In sum, while we express no views on the merits of SCF’s claim that the formation of the Executive Committee violated Section 325, we conclude that Section 325 granted SCF governance and participation rights in the management of ANTHC to be exercised through SCF’s representative on the Board and that SCF has alleged an injury in fact sufficient to confer Article III standing to bring its claim.


B. Standing for Information Claim
Relatedly, SCF argues that it suffered an injury when ANTHC amended the Code of Conduct and adopted the Disclosure Policy, which together deprived SCF of its ability to exercise its governance rights intelligently and effectively by prohibiting SCF’s Director from sharing certain critical information with SCF.

Consistent with our foregoing conclusion that SCF has standing to bring its Executive Committee Claim, we likewise agree that the alleged deprivation of information necessary to exercise effectively the governance and participation rights allocated to the regional health entities in Section 325 constitutes an injury in fact sufficient to confer Article III standing. Indeed, the right to govern would be a hollow promise absent the information necessary to exercise that right intelligently.

ANTHC relies on Wilderness Society, Inc. v. Rey, 622 F.3d 1251 (9th Cir. 2010), however, to argue that because Section 325 does not create an express right to information, SCF cannot establish standing as to this claim. That argument is unavailing.
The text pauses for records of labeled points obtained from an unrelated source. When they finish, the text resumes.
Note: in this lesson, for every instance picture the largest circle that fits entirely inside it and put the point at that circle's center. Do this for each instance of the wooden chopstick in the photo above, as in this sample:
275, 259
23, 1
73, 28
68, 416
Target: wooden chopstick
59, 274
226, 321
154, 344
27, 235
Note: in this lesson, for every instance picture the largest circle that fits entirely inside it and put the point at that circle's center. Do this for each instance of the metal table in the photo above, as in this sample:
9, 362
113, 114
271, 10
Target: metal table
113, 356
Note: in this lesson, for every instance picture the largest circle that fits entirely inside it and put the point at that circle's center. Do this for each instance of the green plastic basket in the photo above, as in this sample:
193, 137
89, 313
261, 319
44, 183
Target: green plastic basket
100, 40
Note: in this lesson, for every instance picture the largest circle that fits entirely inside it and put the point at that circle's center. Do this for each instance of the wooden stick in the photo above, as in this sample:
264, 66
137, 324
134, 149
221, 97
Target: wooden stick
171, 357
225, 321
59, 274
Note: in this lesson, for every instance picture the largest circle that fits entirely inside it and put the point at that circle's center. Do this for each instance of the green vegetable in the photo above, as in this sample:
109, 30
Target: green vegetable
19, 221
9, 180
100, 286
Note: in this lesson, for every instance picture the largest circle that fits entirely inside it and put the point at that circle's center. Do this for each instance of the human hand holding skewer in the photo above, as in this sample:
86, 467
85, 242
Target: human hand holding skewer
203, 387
In Wilderness Society, environmental groups argued that they had standing to challenge various regulations issued by the United States Forest Service that “significantly limit[ed] the scope and availability of notice, comment, and appeals procedures” for proposed decisions concerning projects under the Forest Service Decisionmaking and Appeals Reform Act (“ARA”), thereby allegedly causing the environmental groups an “informational injury.” Id. at 1253, 1258–59. We observed that in order “[t]o ground a claim to standing on an informational injury, the ARA must grant a right to information capable of supporting a lawsuit.” Id. at 1259. We concluded that plaintiffs failed to assert an informational injury because “Congress’s purpose in mandating notice in the context of the ARA was not to disclose information, but rather to allow the public opportunity to comment on the proposals.” Id. at 1259.
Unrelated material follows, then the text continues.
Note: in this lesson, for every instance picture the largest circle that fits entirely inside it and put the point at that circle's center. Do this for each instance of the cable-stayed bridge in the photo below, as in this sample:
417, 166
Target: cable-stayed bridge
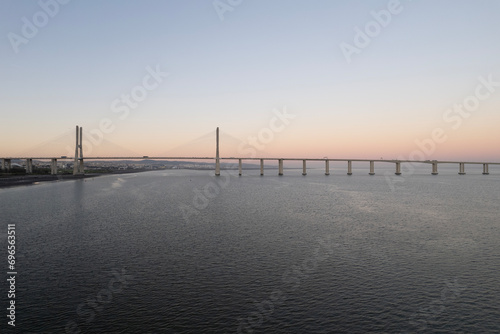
78, 158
ANTHC argues that because the purpose of Section 325 was to allow participation in decision-making—not to provide information—SCF does not have standing to assert an informational injury, even if information may act “as a predicate” for participation in decision-making. However, unlike the plaintiffs in Wilderness Society, SCF alleges an informational injury that is inextricably tied to its interest in exercising its governance and participation rights, not merely the right to participate in the public comment process. Cf. Lapidus, 232 F.3d at 683 (shareholders had standing under Massachusetts law to bring direct action for violation of their voting rights). This is a meaningful difference in kind. Accordingly, we conclude that SCF has demonstrated injury in fact sufficient to confer Article III standing to bring its informational injury claim.


VI. Conclusion
Because we conclude that Section 325 conferred governance and participation rights to SCF, which necessarily includes an entitlement to information necessary to effectively exercise those rights, we reverse the district court’s dismissal of SCF’s complaint for lack of Article III standing and remand for further proceedings consistent with this opinion.

REVERSED and REMANDED. Defendant-Appellee must bear all costs.

All Citations
--- F.3d ----, 2020 WL 5509742



This summary constitutes no part of the opinion of the court. It has been prepared by court staff for the convenience of the reader.